Years ago when I started trying to write I romance, I confess that I thought it would be easy. In fact, I had heard so much about “the formula” that I spent a lot of time trying to find it, thinking that there had to be some “fill in the blanks” template somewhere I could use to make a living writing these simple little stories.

Fast forward over twenty some years, three published novels (only one a strict romance), hundreds of workshops, conferences, meetings, RWRs read, Writer’s Digests read, etc., etc., etc. and I see how naive I was. Obviously, romance writing isn’t any easier than any other kind of fiction writing and neither is it any more “formulaic” than science fiction, fantasy, mystery or western novels.

Yet, no one goes on Jay Leno with a science fiction book, picks out a random passage and reads it to the delight and laughter of the audience.

No one picks up a mystery novel and mocks the author’s name on Letterman.

No one writes a romance where a character states that she has made millions of dollars writing fantasy by just “filling in the blanks like Mad Libs.”

Yet, change the genre to romance and all those things have happened.

The last one is from a book called the Goliath Stone by Larry Niven and Matthew Joseph Harrington which my husband just finished and wrote a review on Goodreads.
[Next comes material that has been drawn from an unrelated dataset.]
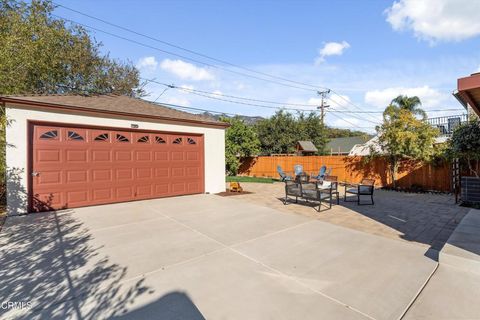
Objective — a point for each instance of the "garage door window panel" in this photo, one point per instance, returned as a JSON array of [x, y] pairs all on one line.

When he read me his review, including lambasting the authors for using the “Mad Libs/fill in the blank” trope for romance writing, I jumped up from the sofa and said, “Please tell me you are making this up.”

No, he assured me that this is directly from the book.

Please, romance writers of the world, let’s let Mr. Niven and Mr. Harrington know that we work just as hard as they do and deserve as much respect.